The management team's job primarily is to maintain the common areas and administer the strata titles. They have their hands full, taking care of defects, cleanliness, security and the smooth running of the condo, and also taking care of the accounts and money of the condo. To keep cost down, the team is kept at the minimal.
Disputes between neighbours are personal matters between them, the management would be wise not to get involved in the feud. Anyway the management team has no clout, and are looked upon as slaves by the residents. The most helpful thing they can do is to provide the warring parties the address of an arbitrator.![]()
Originally posted by Micheleow:Yesterday was the mediation session, and during the hearing in front of the magistrate, my husband wanted to offer a quick apology and head off and leave this unpleasant incident behind. However, both husband and wife were constantly shouting and threw ridiculous accusations at my husband - demanding that they wanted $10K compensation, and that we never made noise again. They claimed that we had parties every night until 5am, to which my husband calmly denied. The magistrate had to remind the couple a few times not to interrupt and to not speak to my husband directly. At the end, he asked my husband whether he was willing to offer an apology. My husband was willing to apologize nonetheless because he wanted this whole incident to be forgotten. The magistrate also told my husband that he was liable for the maximum jail time of 1 year and/or $3000 fine. I was waiting for my husband in the car and when he finally joined me, he was shaken. I went into the surbodinate court reception and clarified what happened. The lady at the reception was very kind and went to the magistrate and clarified before returning to me and now said that they have turned and wanted my particulars for mediation. My question is - just because we are not the complianants does not mean we are not the victims. The magistrate only asked my husband to apologize and whether my husband was willing to compensate them $10K. He did not ask the husband who had kicked my husband - a fact presented to the magistrate beforehand whether HE wanted to apologize. Both husband and wife claimed that they were traumatized - by their yelling and threatening - does the magistrate not recognize that traumatized people do not act this way??? Does the magistrate not recognise that this couple are the nuisance??? We do not want any apology and just want to live out our lease in peace. When I say in ..........
Re underlined sentences....
1. You believe you never did wrong... so don't apologize... to do that = guilty be it partial or not. It is after all a court.

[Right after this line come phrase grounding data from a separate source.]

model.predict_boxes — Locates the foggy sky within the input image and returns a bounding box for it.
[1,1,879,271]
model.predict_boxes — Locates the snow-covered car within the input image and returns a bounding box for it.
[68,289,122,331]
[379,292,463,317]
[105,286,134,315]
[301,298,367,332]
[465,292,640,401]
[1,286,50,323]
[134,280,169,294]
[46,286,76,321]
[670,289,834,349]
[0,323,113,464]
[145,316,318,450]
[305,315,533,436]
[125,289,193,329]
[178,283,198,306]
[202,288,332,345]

2. When they send lawyer letter to you. They incur cost. Ignore the first one let them send you one more then do a response. The more letter they send the more $ they spend.
Tips fer free.
Kind Regards
Genie
Micheleow
I quote from your second paragraph: "At the beginning, neighbour wife send the security over to our home on a daily basis - up to 5 times a day. And I mean EVERY SINGLE DAY. During this tme, we got very upset to the point that we gave our name cards to the security office, because we wanted to call us directly instead of sending security to our home while we were at work. She would constantly come to our home and insulted our guests (children) as they came over or were leaving our home. She constantly spied at our place."

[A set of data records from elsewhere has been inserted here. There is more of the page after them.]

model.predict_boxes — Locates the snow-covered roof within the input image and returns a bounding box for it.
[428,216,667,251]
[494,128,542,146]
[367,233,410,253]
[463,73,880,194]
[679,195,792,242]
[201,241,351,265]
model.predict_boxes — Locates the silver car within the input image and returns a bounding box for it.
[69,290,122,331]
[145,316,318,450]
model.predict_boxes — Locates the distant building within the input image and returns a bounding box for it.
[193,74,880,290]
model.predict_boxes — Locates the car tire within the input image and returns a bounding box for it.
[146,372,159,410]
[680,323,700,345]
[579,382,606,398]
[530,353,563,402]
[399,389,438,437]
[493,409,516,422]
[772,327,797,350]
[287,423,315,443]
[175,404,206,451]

Why did she, in the beginning, send the security over to your house 5 times a day? I find these statements puzzling. Can you say why? You have not told us the reason.
In your third paragraph, you said "Wife will complain about children playing quietly 200 m from her doorstep in mid afternoon, demanding that people do not talk at the lift landing, which is at least 75m from her door in daytime. She has complained against us making noise when there was no one home, and by unbearable noise, means accidentally dropping a remote control - when my baby was learning to crawl and hit his head on the floor - and by my now toddler running across the hall."
My understanding from your statements here and there and putting together the overall picture is that your neighbour complained about you and your family because of noise. Am I correct about that?
Here, I am not placing a judgement of who is right or wrong. Just trying to understand your situation better.